Seventeen patients tested positive for Zika virus in their urine. Another 18 had no evidence of Zika virus in urine but showed the immunologic footprints of Zika infection through the presence of virus-specific antibodies in their blood or spinal fluid.
Most of the patients were adults. 38 were males, and 30 were females of an average of 47 years old. Almost all patients displayed two or more clinical symptoms of Zika infection, which include fever, headache, rash and conjunctivitis.
Unusually Fast Response
The researchers say that almost one-half of the study participants complained of neurologic symptoms within four days of the onset of Zika symptoms. This is an unusually fast response, they say, compared to what is found in people who develop Guillain-Barré symptoms after other viral infections, such as influenza and herpesviruses.

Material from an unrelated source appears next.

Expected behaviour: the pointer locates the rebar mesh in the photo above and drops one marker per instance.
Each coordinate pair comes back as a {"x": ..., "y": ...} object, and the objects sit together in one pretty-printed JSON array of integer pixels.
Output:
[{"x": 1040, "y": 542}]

Testing also showed that most of the 46 patients whose Guillain-Barré was confirmed by electrodiagnostic neurological tests had the acute inflammatory demyelinating polyneuropathy variant of the disorder. This type of Guillain-Barré attacks the myelin, a protective group of cells that insulates the surface of the nerve fibers, like the plastic coating on a copper wire.
Pardo says the study is believed to be the largest of its kind to document the role of Zika infection in increased rates of Guillain-Barré so far.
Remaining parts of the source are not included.